La Cour des comptes rend public un référé sur la prise en charge des jeunes migrants se déclarant mineurs non accompagnés (MNA). Le tableau est globalement critique, que ce soit sur les conditions d'accueil, l'évaluation de la minorité ou la prise en charge de ces jeunes. Les constats concernent au premier chef les départements. Mais les remarques s'adressent aussi à l'Etat, dont l'intervention resterait lacunaire.

Après s'être penchée, dans une approche d'ensemble, sur la protection de l'enfance (voir nos articles du 20 juillet et du 30 novembre 2020), la Cour des comptes rend public un référé, daté du 8 octobre, portant spécifiquement sur "la prise en charge des jeunes se déclarant mineurs non accompagnés (MNA)". Le référé s'appuie sur les résultats de l'enquête menée en 2019 et 2020 par les chambres régionales des comptes auprès des services de l'État, des juridictions et dans 34 départements.
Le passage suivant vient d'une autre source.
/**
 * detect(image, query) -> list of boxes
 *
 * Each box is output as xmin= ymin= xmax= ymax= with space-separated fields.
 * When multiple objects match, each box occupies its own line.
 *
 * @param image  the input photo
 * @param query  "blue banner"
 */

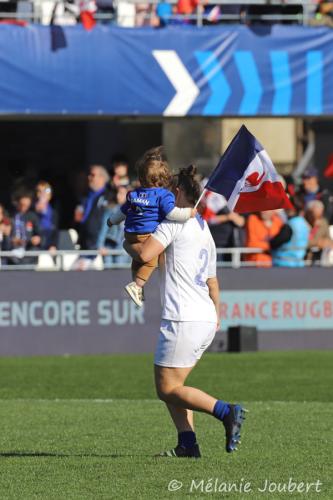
xmin=0 ymin=24 xmax=332 ymax=116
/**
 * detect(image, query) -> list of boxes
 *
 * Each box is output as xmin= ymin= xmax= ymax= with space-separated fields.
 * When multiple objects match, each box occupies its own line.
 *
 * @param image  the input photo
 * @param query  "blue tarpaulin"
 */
xmin=0 ymin=24 xmax=332 ymax=116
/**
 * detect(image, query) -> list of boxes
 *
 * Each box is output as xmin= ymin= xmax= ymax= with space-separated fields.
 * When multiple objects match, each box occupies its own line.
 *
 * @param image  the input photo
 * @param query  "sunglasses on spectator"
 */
xmin=37 ymin=188 xmax=52 ymax=194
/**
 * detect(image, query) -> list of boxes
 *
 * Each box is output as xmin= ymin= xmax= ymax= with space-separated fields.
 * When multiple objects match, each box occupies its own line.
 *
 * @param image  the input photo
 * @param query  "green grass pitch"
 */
xmin=0 ymin=351 xmax=332 ymax=499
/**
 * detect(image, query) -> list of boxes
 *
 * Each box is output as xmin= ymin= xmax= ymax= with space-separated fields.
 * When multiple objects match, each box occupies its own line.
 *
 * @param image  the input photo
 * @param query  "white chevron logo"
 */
xmin=153 ymin=50 xmax=199 ymax=116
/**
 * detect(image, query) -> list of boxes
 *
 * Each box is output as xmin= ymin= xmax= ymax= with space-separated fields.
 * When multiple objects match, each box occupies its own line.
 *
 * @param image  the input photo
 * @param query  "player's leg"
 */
xmin=155 ymin=364 xmax=246 ymax=454
xmin=155 ymin=365 xmax=200 ymax=458
xmin=154 ymin=321 xmax=218 ymax=413
xmin=166 ymin=404 xmax=194 ymax=432
xmin=155 ymin=365 xmax=217 ymax=413
xmin=154 ymin=321 xmax=247 ymax=454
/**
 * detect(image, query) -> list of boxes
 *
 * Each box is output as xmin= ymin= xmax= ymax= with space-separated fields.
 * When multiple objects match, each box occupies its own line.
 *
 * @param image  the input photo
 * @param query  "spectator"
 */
xmin=175 ymin=0 xmax=203 ymax=22
xmin=0 ymin=204 xmax=12 ymax=265
xmin=135 ymin=3 xmax=153 ymax=25
xmin=74 ymin=165 xmax=110 ymax=251
xmin=271 ymin=196 xmax=310 ymax=267
xmin=310 ymin=0 xmax=333 ymax=27
xmin=297 ymin=166 xmax=333 ymax=223
xmin=305 ymin=199 xmax=333 ymax=263
xmin=97 ymin=185 xmax=130 ymax=267
xmin=9 ymin=190 xmax=41 ymax=265
xmin=202 ymin=191 xmax=245 ymax=261
xmin=110 ymin=158 xmax=130 ymax=187
xmin=35 ymin=181 xmax=58 ymax=251
xmin=154 ymin=0 xmax=172 ymax=26
xmin=283 ymin=174 xmax=296 ymax=198
xmin=245 ymin=210 xmax=283 ymax=267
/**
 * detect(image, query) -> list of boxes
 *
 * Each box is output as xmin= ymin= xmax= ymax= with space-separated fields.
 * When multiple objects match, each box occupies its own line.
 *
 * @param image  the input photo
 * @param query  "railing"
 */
xmin=0 ymin=0 xmax=321 ymax=27
xmin=0 ymin=246 xmax=331 ymax=271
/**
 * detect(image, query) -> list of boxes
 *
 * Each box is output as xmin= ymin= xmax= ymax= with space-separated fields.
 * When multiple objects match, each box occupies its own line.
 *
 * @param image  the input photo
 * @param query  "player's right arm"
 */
xmin=124 ymin=220 xmax=180 ymax=263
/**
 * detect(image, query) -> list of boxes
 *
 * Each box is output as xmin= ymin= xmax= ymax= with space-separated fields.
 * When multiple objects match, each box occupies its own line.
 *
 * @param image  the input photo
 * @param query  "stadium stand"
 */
xmin=0 ymin=0 xmax=332 ymax=271
xmin=0 ymin=0 xmax=320 ymax=26
xmin=0 ymin=172 xmax=332 ymax=270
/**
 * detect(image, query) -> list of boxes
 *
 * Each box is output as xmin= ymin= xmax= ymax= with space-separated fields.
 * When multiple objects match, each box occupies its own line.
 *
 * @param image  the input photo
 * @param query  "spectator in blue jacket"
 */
xmin=271 ymin=196 xmax=310 ymax=267
xmin=97 ymin=185 xmax=130 ymax=267
xmin=74 ymin=165 xmax=110 ymax=250
xmin=35 ymin=181 xmax=58 ymax=251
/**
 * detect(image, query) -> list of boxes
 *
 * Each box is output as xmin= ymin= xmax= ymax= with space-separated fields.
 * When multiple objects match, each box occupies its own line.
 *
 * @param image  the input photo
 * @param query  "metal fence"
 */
xmin=0 ymin=246 xmax=331 ymax=271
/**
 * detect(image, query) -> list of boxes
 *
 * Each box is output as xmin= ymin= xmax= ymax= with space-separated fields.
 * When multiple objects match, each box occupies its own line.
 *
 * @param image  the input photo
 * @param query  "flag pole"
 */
xmin=194 ymin=188 xmax=206 ymax=209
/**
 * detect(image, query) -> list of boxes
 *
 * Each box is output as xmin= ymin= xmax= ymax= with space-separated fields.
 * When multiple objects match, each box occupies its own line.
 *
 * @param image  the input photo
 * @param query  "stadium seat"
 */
xmin=68 ymin=228 xmax=79 ymax=247
xmin=91 ymin=254 xmax=104 ymax=270
xmin=57 ymin=229 xmax=78 ymax=250
xmin=36 ymin=254 xmax=57 ymax=271
xmin=61 ymin=253 xmax=81 ymax=271
xmin=40 ymin=0 xmax=77 ymax=25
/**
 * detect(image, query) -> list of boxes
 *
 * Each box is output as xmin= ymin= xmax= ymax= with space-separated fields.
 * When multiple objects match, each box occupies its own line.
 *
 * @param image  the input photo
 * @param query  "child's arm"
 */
xmin=166 ymin=206 xmax=196 ymax=222
xmin=160 ymin=190 xmax=196 ymax=223
xmin=106 ymin=205 xmax=127 ymax=227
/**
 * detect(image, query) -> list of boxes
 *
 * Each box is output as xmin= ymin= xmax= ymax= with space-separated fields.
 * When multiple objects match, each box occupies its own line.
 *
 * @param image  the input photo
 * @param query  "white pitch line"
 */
xmin=0 ymin=398 xmax=162 ymax=403
xmin=0 ymin=399 xmax=329 ymax=404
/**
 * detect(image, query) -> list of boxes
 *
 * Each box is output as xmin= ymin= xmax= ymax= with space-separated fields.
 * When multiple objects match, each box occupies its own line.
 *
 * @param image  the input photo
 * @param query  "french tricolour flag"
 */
xmin=204 ymin=125 xmax=293 ymax=213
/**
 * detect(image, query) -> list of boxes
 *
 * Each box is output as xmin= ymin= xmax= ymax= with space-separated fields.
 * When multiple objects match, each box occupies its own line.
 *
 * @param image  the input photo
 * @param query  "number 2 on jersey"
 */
xmin=195 ymin=248 xmax=209 ymax=287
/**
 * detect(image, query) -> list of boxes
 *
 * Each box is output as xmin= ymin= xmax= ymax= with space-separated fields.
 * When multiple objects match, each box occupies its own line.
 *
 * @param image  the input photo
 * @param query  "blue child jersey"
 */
xmin=121 ymin=187 xmax=175 ymax=233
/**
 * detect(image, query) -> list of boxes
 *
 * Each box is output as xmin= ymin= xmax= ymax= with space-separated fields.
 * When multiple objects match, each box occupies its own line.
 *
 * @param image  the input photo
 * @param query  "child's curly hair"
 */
xmin=136 ymin=146 xmax=172 ymax=188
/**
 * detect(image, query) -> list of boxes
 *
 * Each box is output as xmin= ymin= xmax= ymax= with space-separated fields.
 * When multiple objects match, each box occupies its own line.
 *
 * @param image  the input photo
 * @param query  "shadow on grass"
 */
xmin=0 ymin=451 xmax=151 ymax=458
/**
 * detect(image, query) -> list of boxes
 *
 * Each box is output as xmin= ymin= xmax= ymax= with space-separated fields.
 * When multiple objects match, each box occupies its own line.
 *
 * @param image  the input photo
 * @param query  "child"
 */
xmin=107 ymin=146 xmax=196 ymax=306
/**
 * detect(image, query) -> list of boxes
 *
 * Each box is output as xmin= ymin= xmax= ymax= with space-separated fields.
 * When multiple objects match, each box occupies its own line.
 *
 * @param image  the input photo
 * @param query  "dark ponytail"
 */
xmin=175 ymin=165 xmax=201 ymax=206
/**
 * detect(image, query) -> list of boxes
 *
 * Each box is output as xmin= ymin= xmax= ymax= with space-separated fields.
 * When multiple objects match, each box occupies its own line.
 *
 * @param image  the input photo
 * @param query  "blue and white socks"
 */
xmin=177 ymin=400 xmax=230 ymax=449
xmin=213 ymin=400 xmax=230 ymax=421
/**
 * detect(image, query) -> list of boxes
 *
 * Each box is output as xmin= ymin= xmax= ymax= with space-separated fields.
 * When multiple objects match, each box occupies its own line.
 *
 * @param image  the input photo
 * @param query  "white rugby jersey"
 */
xmin=152 ymin=215 xmax=217 ymax=322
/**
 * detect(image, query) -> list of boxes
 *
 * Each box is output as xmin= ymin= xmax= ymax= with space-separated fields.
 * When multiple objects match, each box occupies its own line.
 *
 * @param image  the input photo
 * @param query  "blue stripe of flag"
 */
xmin=205 ymin=125 xmax=264 ymax=199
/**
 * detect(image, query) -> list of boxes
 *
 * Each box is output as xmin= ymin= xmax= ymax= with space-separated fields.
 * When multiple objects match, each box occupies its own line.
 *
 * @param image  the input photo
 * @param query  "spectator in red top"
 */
xmin=175 ymin=0 xmax=206 ymax=22
xmin=176 ymin=0 xmax=198 ymax=14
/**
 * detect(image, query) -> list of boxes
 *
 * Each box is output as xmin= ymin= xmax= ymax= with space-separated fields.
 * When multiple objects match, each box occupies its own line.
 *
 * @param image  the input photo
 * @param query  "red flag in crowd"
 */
xmin=79 ymin=0 xmax=97 ymax=30
xmin=324 ymin=154 xmax=333 ymax=178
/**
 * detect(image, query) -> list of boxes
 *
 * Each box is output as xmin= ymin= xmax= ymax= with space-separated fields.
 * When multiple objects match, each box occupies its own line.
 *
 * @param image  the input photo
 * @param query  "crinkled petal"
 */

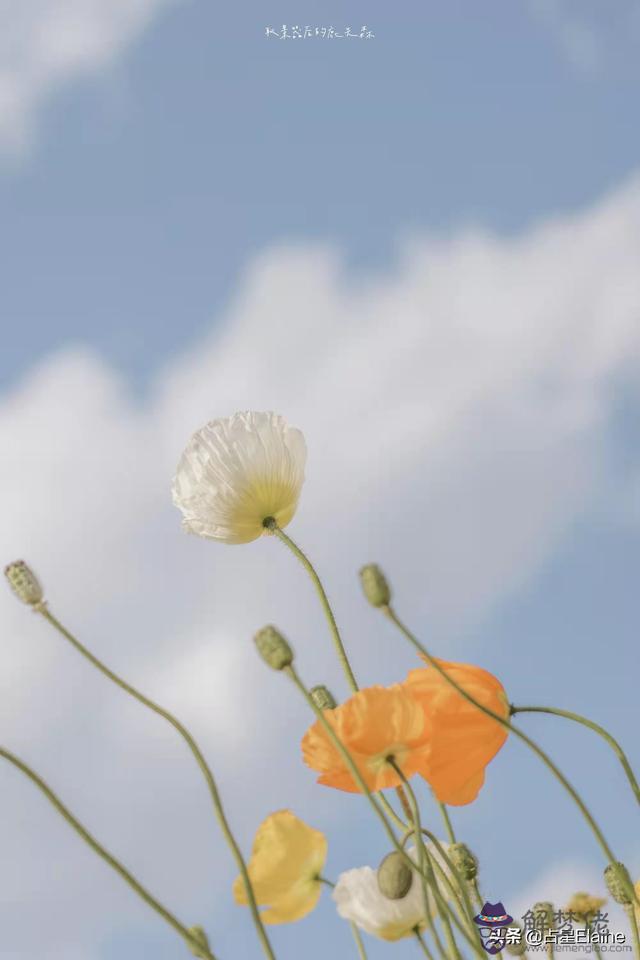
xmin=172 ymin=411 xmax=306 ymax=544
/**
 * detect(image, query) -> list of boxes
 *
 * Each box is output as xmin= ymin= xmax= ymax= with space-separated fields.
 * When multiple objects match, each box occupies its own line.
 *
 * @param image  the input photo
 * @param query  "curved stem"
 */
xmin=390 ymin=761 xmax=477 ymax=960
xmin=382 ymin=605 xmax=627 ymax=887
xmin=510 ymin=705 xmax=640 ymax=806
xmin=267 ymin=523 xmax=358 ymax=690
xmin=267 ymin=524 xmax=409 ymax=831
xmin=350 ymin=923 xmax=368 ymax=959
xmin=414 ymin=928 xmax=436 ymax=960
xmin=285 ymin=665 xmax=401 ymax=851
xmin=38 ymin=607 xmax=276 ymax=960
xmin=0 ymin=746 xmax=217 ymax=960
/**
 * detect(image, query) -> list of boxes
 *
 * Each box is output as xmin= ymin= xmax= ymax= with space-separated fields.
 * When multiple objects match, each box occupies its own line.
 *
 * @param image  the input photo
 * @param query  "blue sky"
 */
xmin=2 ymin=0 xmax=640 ymax=388
xmin=1 ymin=2 xmax=640 ymax=959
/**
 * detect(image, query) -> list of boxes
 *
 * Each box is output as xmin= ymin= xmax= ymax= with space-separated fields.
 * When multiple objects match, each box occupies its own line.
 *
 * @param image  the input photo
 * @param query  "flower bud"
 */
xmin=604 ymin=862 xmax=634 ymax=905
xmin=254 ymin=625 xmax=294 ymax=670
xmin=310 ymin=685 xmax=337 ymax=711
xmin=377 ymin=851 xmax=413 ymax=900
xmin=448 ymin=842 xmax=479 ymax=880
xmin=359 ymin=564 xmax=391 ymax=608
xmin=532 ymin=902 xmax=554 ymax=933
xmin=187 ymin=925 xmax=211 ymax=958
xmin=4 ymin=560 xmax=44 ymax=607
xmin=505 ymin=925 xmax=527 ymax=956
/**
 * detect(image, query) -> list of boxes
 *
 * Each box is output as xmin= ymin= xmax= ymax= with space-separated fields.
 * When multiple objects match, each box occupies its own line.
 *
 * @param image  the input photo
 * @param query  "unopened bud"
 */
xmin=377 ymin=851 xmax=413 ymax=900
xmin=505 ymin=924 xmax=527 ymax=956
xmin=254 ymin=625 xmax=294 ymax=670
xmin=448 ymin=842 xmax=479 ymax=881
xmin=532 ymin=902 xmax=554 ymax=933
xmin=359 ymin=564 xmax=391 ymax=608
xmin=310 ymin=685 xmax=337 ymax=711
xmin=605 ymin=862 xmax=633 ymax=905
xmin=4 ymin=561 xmax=44 ymax=607
xmin=187 ymin=925 xmax=211 ymax=958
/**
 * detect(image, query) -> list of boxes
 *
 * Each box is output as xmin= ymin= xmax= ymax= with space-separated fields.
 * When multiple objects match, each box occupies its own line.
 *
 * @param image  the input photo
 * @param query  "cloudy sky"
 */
xmin=1 ymin=2 xmax=640 ymax=959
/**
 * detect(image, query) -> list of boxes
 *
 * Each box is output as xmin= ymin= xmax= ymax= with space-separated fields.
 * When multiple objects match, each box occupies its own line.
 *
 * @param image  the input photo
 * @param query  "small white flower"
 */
xmin=333 ymin=845 xmax=450 ymax=942
xmin=172 ymin=411 xmax=306 ymax=544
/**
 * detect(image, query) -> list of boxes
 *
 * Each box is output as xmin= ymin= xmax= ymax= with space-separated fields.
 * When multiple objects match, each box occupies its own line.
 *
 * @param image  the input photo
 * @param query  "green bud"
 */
xmin=254 ymin=625 xmax=294 ymax=670
xmin=310 ymin=685 xmax=337 ymax=711
xmin=448 ymin=842 xmax=479 ymax=880
xmin=187 ymin=925 xmax=211 ymax=958
xmin=532 ymin=902 xmax=554 ymax=933
xmin=4 ymin=560 xmax=44 ymax=607
xmin=604 ymin=862 xmax=634 ymax=905
xmin=505 ymin=924 xmax=527 ymax=956
xmin=377 ymin=851 xmax=413 ymax=900
xmin=359 ymin=564 xmax=391 ymax=608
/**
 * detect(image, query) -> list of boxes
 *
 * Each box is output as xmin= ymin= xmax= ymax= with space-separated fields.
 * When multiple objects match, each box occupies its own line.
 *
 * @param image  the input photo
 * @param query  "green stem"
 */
xmin=285 ymin=665 xmax=402 ymax=851
xmin=438 ymin=803 xmax=456 ymax=845
xmin=268 ymin=523 xmax=408 ymax=831
xmin=511 ymin=705 xmax=640 ymax=806
xmin=38 ymin=607 xmax=276 ymax=960
xmin=626 ymin=906 xmax=640 ymax=960
xmin=382 ymin=606 xmax=624 ymax=878
xmin=0 ymin=746 xmax=217 ymax=960
xmin=390 ymin=761 xmax=467 ymax=960
xmin=267 ymin=522 xmax=358 ymax=691
xmin=412 ymin=828 xmax=482 ymax=945
xmin=350 ymin=923 xmax=368 ymax=960
xmin=414 ymin=928 xmax=437 ymax=960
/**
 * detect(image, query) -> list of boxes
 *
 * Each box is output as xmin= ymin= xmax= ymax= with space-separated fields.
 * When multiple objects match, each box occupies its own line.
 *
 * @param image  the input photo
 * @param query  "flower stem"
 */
xmin=350 ymin=923 xmax=368 ymax=959
xmin=626 ymin=906 xmax=640 ymax=960
xmin=267 ymin=522 xmax=358 ymax=691
xmin=390 ymin=761 xmax=481 ymax=960
xmin=414 ymin=928 xmax=437 ymax=960
xmin=37 ymin=606 xmax=276 ymax=960
xmin=510 ymin=705 xmax=640 ymax=806
xmin=0 ymin=746 xmax=217 ymax=960
xmin=438 ymin=803 xmax=456 ymax=845
xmin=268 ymin=523 xmax=410 ymax=830
xmin=285 ymin=665 xmax=402 ymax=851
xmin=382 ymin=605 xmax=625 ymax=881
Elle dresse un "panorama critique des conditions d'accueil, d'évaluation de la minorité et de prise en charge de ces jeunes".

Une mise à l'abri lacunaire

La Cour commence par rappeler une réalité que l'Assemblée des départements de France (ADF) ne cesse de mettre en avant : le nombre de MNA, après s'être limité à quelques centaines jusqu'à la fin des années 1990, est passé d'environ 4.000 en 2010 à plus de 28.000 reconnus mineurs en 2018 et orientés vers les services de la protection de l'enfance des départements, sur un total d'au moins 50.000 demandes.
Le référé formule deux grandes familles de critiques. La première porte sur "des conditions d'évaluation de la minorité trop hétérogènes, qui soulèvent la question de l'égalité d'accès au droit". Tout en rappelant que l'immense majorité des jeunes se déclarant MNA "se présente spontanément aux pouvoirs publics avant même d'être repérée par les services spécialisés, pour demander une prise en charge par l'aide sociale à l'enfance (ASE)", la Cour observe que la mise à l'abri de ces jeunes – présumés mineurs jusqu'à preuve éventuelle du contraire – se fait de plus en plus souvent via des nuitées hôtelières et non dans des structures relevant de la protection de l'enfance. Elle relève aussi que "de plus en plus souvent, des départements n'assurent plus la mise à l'abri, celle-ci pouvant être 'différée' dans l'attente de place ou jusqu'à l'issue de l'évaluation".

Le refus du dispositif AEM par certains départements bloque la situation

Ces écarts entre départements valent tout autant pour les conditions de réalisation de l'évaluation de minorité et d'isolement, malgré les précisions réglementaires apportées depuis plusieurs années. Par exemple, de nombreux départements ont mis en place, "sans base règlementaire", une "pré-évaluation" sous la forme d'un entretien succinct pouvant déboucher sur un refus de prise en charge. De même, le délai de cinq jours pour la phase d'évaluation n'est "quasiment jamais respecté, ainsi que la pluridisciplinarité et la collégialité de l'évaluation.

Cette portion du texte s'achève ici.